On Saturday morning I feared the worst as the rain lashed against the windows of my bedroom. It was very early; well any time before 10am on a Saturday is early. I was taking no chances as I wore three layers of clothing including waterproofs. As luck would have determined, despite the threatening clouds it never rained. The biggest difficulty I faced was collapsing due to the heat caused by three layers of protective clothing. What kept me focused during the walk was the promise of a fry which my father was organising for my return. Thankfully true to his word my father was busy in the kitchen.
As I sat at the table I was like Our Lord between the two thieves as my nephew sat looking up at me with sad eyes on one side and the dog sat on the other side with even sadder eyes.
Suddenly I had a flash back to one of the stories my father told about his childhood. He was one of fourteen which necessitated two separate dinner sittings; even so you had to guard your plate with a surrounding arm because any hesitation could be interpreted as not being hungry. Meantime a Mexican standoff ensued as I stared at the nephew and he stared back at me. Truthfully when he was standing on the chair next to me and I had to look up at him.
It wasn’t even the child’s sad eyes that melted my heart it was his petted lip which did the trick and I relented and gave him half a sausage. Meanwhile the dog had her two paws resting on my other leg looking for the other half of sausage.
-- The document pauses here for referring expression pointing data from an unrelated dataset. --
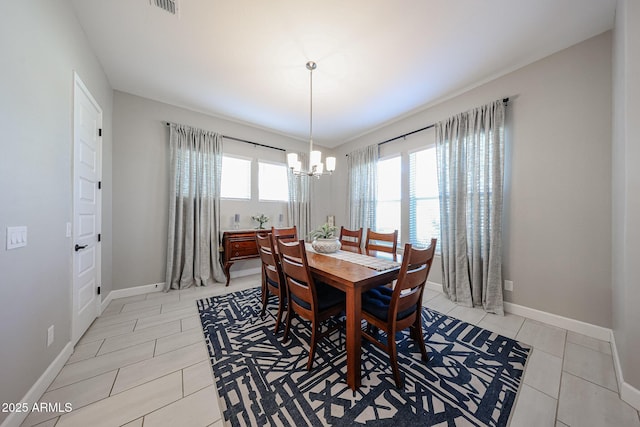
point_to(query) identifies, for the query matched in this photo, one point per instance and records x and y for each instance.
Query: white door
(87, 160)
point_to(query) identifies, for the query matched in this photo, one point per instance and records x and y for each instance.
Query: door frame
(79, 86)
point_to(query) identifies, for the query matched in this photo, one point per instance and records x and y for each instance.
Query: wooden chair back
(408, 290)
(350, 237)
(383, 242)
(285, 234)
(293, 258)
(270, 263)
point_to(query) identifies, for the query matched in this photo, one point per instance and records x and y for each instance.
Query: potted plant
(325, 240)
(262, 219)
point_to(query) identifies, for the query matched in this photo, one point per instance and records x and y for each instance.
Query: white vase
(326, 246)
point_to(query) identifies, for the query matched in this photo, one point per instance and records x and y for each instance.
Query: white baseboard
(130, 292)
(573, 325)
(628, 393)
(37, 390)
(593, 331)
(434, 286)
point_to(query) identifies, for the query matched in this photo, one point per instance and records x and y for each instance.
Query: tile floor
(144, 362)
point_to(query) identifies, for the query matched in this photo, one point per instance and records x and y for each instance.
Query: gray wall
(557, 229)
(141, 180)
(626, 191)
(41, 44)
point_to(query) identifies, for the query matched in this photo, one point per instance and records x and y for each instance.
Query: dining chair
(272, 277)
(400, 308)
(315, 302)
(289, 234)
(383, 242)
(351, 238)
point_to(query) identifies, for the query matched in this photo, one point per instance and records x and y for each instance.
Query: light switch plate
(16, 237)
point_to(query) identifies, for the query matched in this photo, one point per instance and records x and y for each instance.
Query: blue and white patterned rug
(471, 378)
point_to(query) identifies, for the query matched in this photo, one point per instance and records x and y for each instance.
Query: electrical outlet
(508, 285)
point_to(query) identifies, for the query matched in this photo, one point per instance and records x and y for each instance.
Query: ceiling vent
(171, 6)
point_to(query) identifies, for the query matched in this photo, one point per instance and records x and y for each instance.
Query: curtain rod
(246, 141)
(505, 100)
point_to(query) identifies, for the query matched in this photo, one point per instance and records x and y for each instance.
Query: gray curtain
(299, 207)
(194, 208)
(470, 151)
(362, 186)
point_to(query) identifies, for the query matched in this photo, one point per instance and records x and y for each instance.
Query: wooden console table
(237, 245)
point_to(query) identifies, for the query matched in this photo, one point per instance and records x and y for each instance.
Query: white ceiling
(378, 60)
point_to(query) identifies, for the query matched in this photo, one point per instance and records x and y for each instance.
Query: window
(388, 206)
(424, 203)
(236, 178)
(272, 182)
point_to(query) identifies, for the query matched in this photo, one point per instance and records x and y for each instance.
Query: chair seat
(376, 302)
(328, 296)
(272, 282)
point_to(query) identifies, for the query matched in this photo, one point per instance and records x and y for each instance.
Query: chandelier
(316, 167)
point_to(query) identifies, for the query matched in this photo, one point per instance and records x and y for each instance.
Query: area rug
(471, 379)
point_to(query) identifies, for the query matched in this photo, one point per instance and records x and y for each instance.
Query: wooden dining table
(353, 279)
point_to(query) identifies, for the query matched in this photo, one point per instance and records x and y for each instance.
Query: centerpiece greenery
(262, 219)
(325, 231)
(325, 239)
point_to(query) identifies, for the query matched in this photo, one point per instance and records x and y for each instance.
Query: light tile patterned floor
(144, 363)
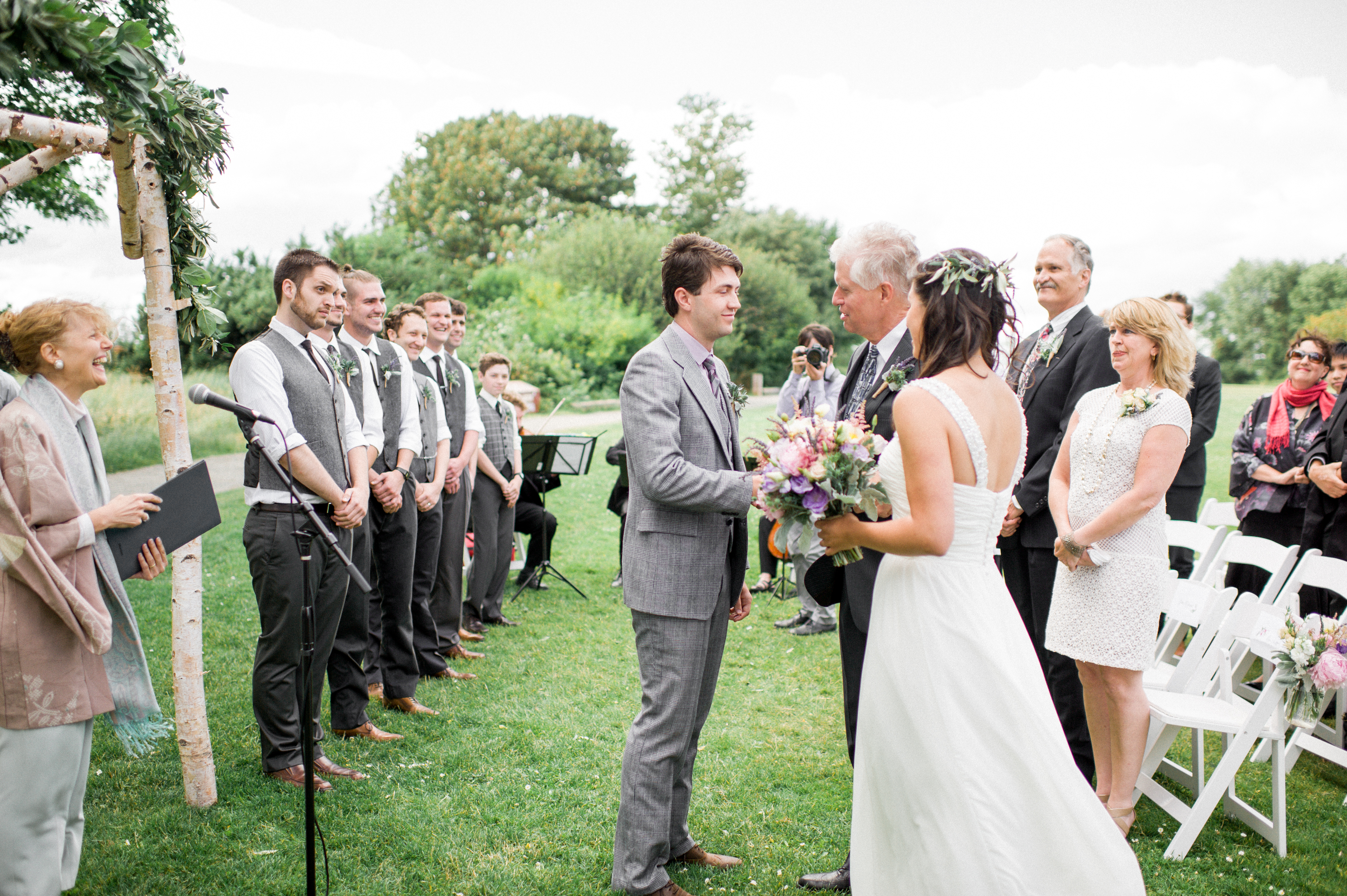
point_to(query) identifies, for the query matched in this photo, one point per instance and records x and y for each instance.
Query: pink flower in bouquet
(1330, 671)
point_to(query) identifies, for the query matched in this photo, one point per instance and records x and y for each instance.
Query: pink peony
(1330, 671)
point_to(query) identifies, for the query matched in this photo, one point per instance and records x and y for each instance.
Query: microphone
(200, 394)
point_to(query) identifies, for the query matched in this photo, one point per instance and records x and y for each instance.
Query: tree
(1255, 312)
(480, 189)
(704, 180)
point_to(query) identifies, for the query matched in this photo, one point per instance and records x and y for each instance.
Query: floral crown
(955, 269)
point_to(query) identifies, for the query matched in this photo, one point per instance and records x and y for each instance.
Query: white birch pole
(198, 764)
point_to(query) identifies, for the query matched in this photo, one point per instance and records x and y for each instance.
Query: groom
(874, 274)
(683, 556)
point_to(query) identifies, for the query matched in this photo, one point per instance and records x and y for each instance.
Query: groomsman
(347, 665)
(874, 273)
(320, 441)
(390, 658)
(446, 324)
(1051, 370)
(1183, 501)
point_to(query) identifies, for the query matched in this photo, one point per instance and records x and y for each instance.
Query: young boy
(496, 492)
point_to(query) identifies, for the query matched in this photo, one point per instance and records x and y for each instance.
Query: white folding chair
(1241, 725)
(1218, 514)
(1203, 541)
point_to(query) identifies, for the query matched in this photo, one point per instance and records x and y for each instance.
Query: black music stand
(554, 455)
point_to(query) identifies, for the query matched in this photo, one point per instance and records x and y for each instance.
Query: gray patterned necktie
(861, 389)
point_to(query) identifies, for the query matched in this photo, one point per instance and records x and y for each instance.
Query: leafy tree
(1256, 310)
(479, 189)
(704, 178)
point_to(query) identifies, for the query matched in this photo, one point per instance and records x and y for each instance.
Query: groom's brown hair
(687, 263)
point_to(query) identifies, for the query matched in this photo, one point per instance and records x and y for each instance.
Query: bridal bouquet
(816, 470)
(1314, 661)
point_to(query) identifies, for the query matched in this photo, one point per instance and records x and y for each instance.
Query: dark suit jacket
(856, 584)
(1205, 403)
(1081, 364)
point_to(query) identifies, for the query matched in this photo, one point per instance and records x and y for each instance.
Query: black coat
(1081, 364)
(1205, 403)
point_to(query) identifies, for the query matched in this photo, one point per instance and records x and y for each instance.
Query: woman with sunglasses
(1267, 468)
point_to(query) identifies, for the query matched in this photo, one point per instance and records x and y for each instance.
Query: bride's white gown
(964, 779)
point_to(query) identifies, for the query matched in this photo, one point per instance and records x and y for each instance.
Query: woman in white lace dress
(964, 779)
(1108, 498)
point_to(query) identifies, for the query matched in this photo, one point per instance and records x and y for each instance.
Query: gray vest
(500, 434)
(313, 408)
(423, 467)
(390, 383)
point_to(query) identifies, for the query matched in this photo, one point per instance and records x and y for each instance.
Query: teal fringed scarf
(136, 719)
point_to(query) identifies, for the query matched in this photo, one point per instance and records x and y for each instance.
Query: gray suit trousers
(681, 663)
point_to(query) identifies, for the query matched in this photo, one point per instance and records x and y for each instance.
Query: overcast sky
(1174, 138)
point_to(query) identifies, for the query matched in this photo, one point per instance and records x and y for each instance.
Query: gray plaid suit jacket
(690, 496)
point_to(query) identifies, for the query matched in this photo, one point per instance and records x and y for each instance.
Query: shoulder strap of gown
(961, 414)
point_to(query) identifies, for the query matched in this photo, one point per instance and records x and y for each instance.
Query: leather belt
(323, 510)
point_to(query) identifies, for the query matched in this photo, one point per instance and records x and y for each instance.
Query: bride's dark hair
(968, 305)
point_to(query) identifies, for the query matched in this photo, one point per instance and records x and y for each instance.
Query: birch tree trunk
(198, 764)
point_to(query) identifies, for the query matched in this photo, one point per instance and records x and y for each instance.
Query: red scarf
(1279, 425)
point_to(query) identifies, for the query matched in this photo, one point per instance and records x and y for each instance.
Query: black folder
(189, 510)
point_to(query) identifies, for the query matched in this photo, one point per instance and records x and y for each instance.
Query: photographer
(814, 384)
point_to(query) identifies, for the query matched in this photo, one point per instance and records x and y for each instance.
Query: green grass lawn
(514, 789)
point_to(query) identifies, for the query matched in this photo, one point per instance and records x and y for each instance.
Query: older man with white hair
(874, 271)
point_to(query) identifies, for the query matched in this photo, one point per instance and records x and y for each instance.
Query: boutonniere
(739, 398)
(1137, 402)
(896, 378)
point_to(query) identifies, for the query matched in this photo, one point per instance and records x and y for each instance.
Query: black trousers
(390, 654)
(425, 632)
(535, 522)
(1030, 573)
(446, 599)
(279, 587)
(493, 538)
(852, 640)
(347, 665)
(1183, 503)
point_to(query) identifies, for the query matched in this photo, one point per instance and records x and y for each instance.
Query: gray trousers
(446, 599)
(681, 662)
(42, 783)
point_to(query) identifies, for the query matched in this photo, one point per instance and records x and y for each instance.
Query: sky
(1174, 138)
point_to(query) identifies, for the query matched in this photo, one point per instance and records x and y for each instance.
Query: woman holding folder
(69, 644)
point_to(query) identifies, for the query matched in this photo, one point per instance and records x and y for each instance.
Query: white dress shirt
(510, 410)
(374, 409)
(258, 382)
(409, 429)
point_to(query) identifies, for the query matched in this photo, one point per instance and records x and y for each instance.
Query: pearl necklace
(1104, 455)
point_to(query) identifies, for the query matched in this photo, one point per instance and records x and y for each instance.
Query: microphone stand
(304, 541)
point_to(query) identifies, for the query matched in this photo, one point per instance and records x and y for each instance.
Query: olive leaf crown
(957, 267)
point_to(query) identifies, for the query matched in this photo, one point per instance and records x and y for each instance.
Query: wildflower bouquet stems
(814, 468)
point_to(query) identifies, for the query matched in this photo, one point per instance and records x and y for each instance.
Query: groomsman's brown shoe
(333, 770)
(409, 705)
(368, 732)
(698, 856)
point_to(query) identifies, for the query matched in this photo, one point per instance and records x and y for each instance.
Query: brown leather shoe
(296, 778)
(333, 770)
(450, 673)
(461, 653)
(409, 705)
(368, 732)
(698, 856)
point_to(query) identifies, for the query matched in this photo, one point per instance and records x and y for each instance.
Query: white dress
(964, 779)
(1109, 615)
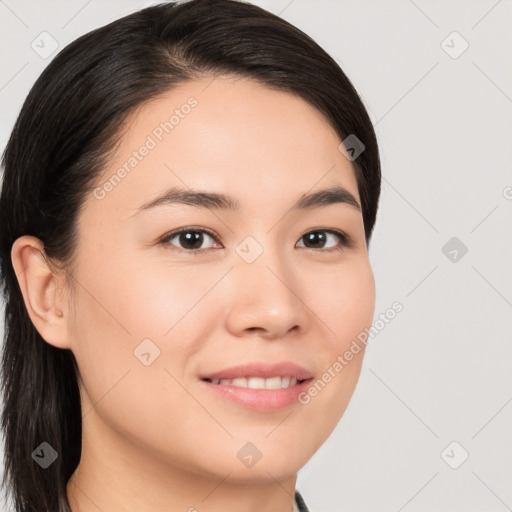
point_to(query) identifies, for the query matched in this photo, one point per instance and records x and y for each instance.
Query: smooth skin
(154, 439)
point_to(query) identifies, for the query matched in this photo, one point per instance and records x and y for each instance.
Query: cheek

Our encounters with people can change how we understand ourselves and treat others. Whether it’s a family member or stranger even the briefest of exchanges can have a profound effect, transforming our behaviour. It could be a kind word, an act of generosity, a look full of meaning or emotion which gives you a glimpse of a person’s thoughts or feelings. In Jesus’s encounter with the Samaritan women at the well we see how the woman is brought to faith in Jesus. At the beginning of the scene the woman doesn’t even address the stranger by name; soon through their conversation she addresses Jesus as sir. Gradually the Samaritan woman comes to understand how Jesus is a prophet. As Jesus challenges the woman and frees her from her past the woman begins to believe Jesus is the Messiah before coming to the full realisation that Jesus is the Saviour. Likewise in our prayer we have to come to a fuller knowledge of who Jesus is and how he was sent as saviour of the world to free us from our sins.